Several white papers and visions about 6G published in the last two years foresee that the next generation of mobile connectivity will demand a move to the Terahertz spectrum. Universities, private companies and even national governments, such as Japan and South Korea, have started research above 100 GHz. But not everyone believes that’s how things will unfold in a near future.
Speaking at the 6GSymposium, experts showed that some of the telecommunications community hasn’t bought the idea of going to the Terahertz realm so soon, and definitely not in 6G.
“Moving to Terahertz for 6G is premature in my opinion. I think certainly Terahertz [band] is [going to be adopted] in 7G and beyond, it’s not something that’s going to be prevalent at 6G,” Andrew Clegg, Spectrum Lead at Google, said in a panel during the 6GSymposium. “I don’t think we’re going to get to the technology and to the use cases where Terahertz makes sense.”
Part of the concern comes from how much there is to be known about millimetre waves, still an uncharted domain in many aspects, before we need the Terahertz band. Meanwhile, as research and commercial deployments go on, some experts believe today’s frequencies will be enough to meet technological expectations.
“We’re doing actual trials, commercial trials with operators at 600 MHz, 800 MHz, 1.9 GHz. I believe the industry is going to spend another 10, 20 years in the existing frequencies, and during that time we’ll break through the physics issues and the hardware issues on some of these higher frequency bets,” said Raymond Dolan, CEO of Cohere Technologies, also during a panel at the 6GSymposium.
Another challenge is to overcome how much interference signals are subject to in the Terahertz bands. Because a hypothetical 6G technology would operate in such high frequencies, the signal would also be more susceptible to obstruction from elements like raindrops, leaves and other physical obstacles in its way, limiting its use outdoors.
This is a concern researchers also have regarding millimetre waves today.
Monisha Ghosh, Research Professor at the University of Chicago and former FCC CTO, said she’s impressed by how far millimetre technology has come so far, including the dense deployments in Chicago. On the other hand, Ghosh is unsure as to what needs are being truly served.

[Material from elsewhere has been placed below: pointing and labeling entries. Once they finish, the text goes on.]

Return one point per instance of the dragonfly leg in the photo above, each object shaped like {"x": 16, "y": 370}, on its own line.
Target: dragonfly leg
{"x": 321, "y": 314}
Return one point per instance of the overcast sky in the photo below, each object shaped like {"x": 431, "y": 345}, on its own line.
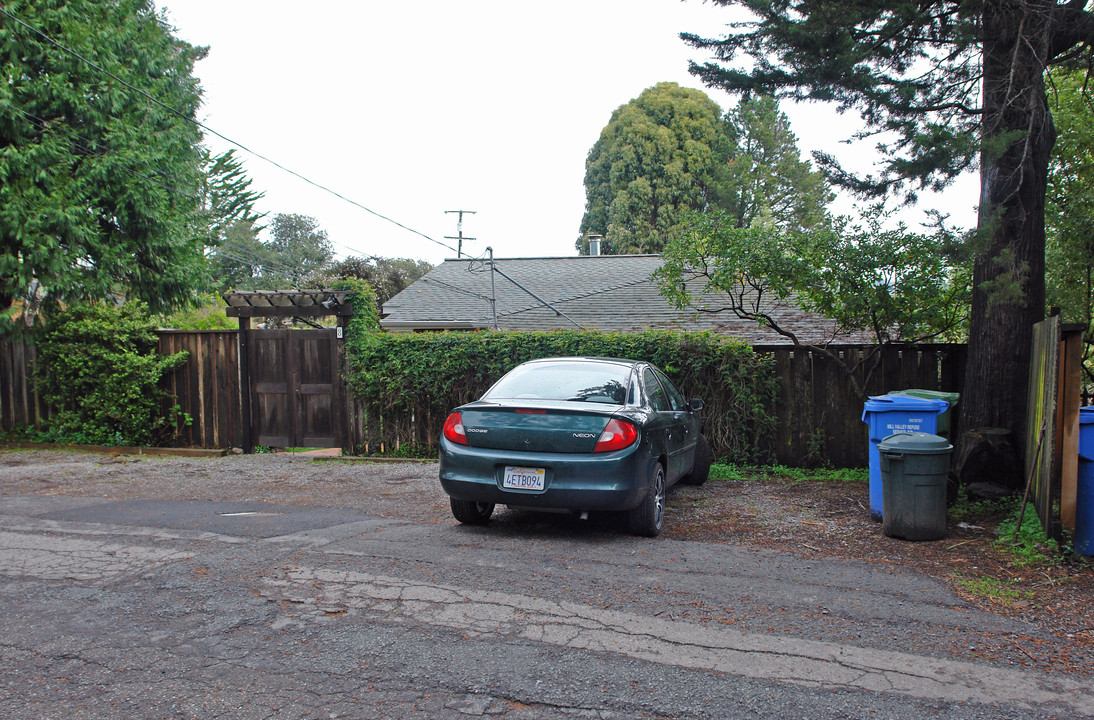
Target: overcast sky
{"x": 414, "y": 108}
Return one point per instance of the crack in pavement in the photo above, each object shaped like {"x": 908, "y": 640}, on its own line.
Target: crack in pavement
{"x": 58, "y": 558}
{"x": 676, "y": 642}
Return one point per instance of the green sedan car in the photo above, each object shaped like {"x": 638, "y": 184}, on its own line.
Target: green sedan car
{"x": 577, "y": 434}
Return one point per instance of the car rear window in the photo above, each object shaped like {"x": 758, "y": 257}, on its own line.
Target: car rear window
{"x": 579, "y": 381}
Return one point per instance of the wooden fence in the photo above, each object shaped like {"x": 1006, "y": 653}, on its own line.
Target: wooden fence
{"x": 818, "y": 415}
{"x": 207, "y": 387}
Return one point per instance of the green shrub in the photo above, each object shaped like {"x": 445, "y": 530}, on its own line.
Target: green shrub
{"x": 100, "y": 369}
{"x": 408, "y": 382}
{"x": 209, "y": 316}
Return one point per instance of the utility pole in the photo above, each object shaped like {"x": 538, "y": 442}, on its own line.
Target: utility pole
{"x": 460, "y": 231}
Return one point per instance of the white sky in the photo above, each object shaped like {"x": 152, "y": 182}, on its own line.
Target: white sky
{"x": 416, "y": 107}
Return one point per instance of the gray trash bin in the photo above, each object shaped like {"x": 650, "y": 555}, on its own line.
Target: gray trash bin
{"x": 915, "y": 466}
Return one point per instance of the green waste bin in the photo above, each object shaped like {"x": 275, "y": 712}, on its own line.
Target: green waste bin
{"x": 914, "y": 485}
{"x": 944, "y": 417}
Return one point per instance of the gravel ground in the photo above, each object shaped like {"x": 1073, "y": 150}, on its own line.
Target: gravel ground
{"x": 807, "y": 519}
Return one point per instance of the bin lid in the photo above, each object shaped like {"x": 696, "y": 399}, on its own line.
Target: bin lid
{"x": 952, "y": 398}
{"x": 905, "y": 403}
{"x": 915, "y": 443}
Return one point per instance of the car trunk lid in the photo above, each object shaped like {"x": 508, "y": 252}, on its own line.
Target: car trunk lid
{"x": 556, "y": 427}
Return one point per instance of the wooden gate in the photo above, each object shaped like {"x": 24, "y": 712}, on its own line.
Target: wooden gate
{"x": 294, "y": 388}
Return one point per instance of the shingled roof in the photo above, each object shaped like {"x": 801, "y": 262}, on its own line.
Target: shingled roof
{"x": 604, "y": 292}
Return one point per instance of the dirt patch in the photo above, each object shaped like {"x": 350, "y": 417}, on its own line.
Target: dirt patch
{"x": 811, "y": 519}
{"x": 829, "y": 519}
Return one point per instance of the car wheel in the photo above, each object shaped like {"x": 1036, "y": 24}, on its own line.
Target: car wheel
{"x": 470, "y": 512}
{"x": 701, "y": 467}
{"x": 649, "y": 517}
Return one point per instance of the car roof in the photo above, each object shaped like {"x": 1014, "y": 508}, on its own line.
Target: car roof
{"x": 619, "y": 361}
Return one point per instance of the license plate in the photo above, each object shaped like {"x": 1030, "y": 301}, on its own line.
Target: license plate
{"x": 523, "y": 478}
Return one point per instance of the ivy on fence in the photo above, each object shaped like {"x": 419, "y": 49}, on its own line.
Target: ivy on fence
{"x": 402, "y": 380}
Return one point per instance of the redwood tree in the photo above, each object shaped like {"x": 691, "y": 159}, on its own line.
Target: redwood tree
{"x": 945, "y": 85}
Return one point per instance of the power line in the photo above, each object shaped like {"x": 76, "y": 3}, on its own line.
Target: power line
{"x": 460, "y": 231}
{"x": 92, "y": 152}
{"x": 222, "y": 137}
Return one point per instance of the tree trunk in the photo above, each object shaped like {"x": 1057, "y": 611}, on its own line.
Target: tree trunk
{"x": 1009, "y": 276}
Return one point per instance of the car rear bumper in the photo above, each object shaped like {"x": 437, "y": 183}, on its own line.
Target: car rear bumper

“That signal does not penetrate [nicely] indoors. We have a location on our campus where there’s a millimetre wave base station right outside a dorm. We went inside the dorm and tried to make some measurements. The window was cracked open just a bit, and you had a line of sight to the panel and the signal came right in and you put your phone right there. Yes, you got your one gigabit per second, but other than that [exact setup] you got nothing,” she said.
Don’t Give Up on Terahertz Just Yet
While there may be some skepticism around how – and when – we will employ Terahertz for telecommunications, experts also say research is fundamental to understand what the best uses for this technology are.
Josep Jornet, Associate Professor at the Northeastern University, believes the Terahertz waves can prove to be efficient in several areas.
“It’s difficult [for an eavesdropper]to understand what you’re saying. Everything that makes this challenging to propagate makes it challenging to intersect,” Jornet mentioned.
“Maybe we can’t yet envision how we’re going to use these higher frequencies in the fronthaul, but clearly in the concept of wireless backhaul, it makes sense. Backhaul that may not be on the ground but up there in the sky,” the expert finished.
Understanding where Terahertz technology can be useful in the future will take time. But figuring out the best fits for this uncharted realm in telecommunications, be it for 6G or beyond, will definitely come in handy.
“The use cases of this technology have to be thought out more carefully. Having said that, as a researcher and somebody who has funded a lot of research programs in Terahertz and millimetre wave, I do feel the research on this topic has to continue,” Ghosh said. “It is a frontier. We have to fully understand what the capabilities are and find where it truly fits.”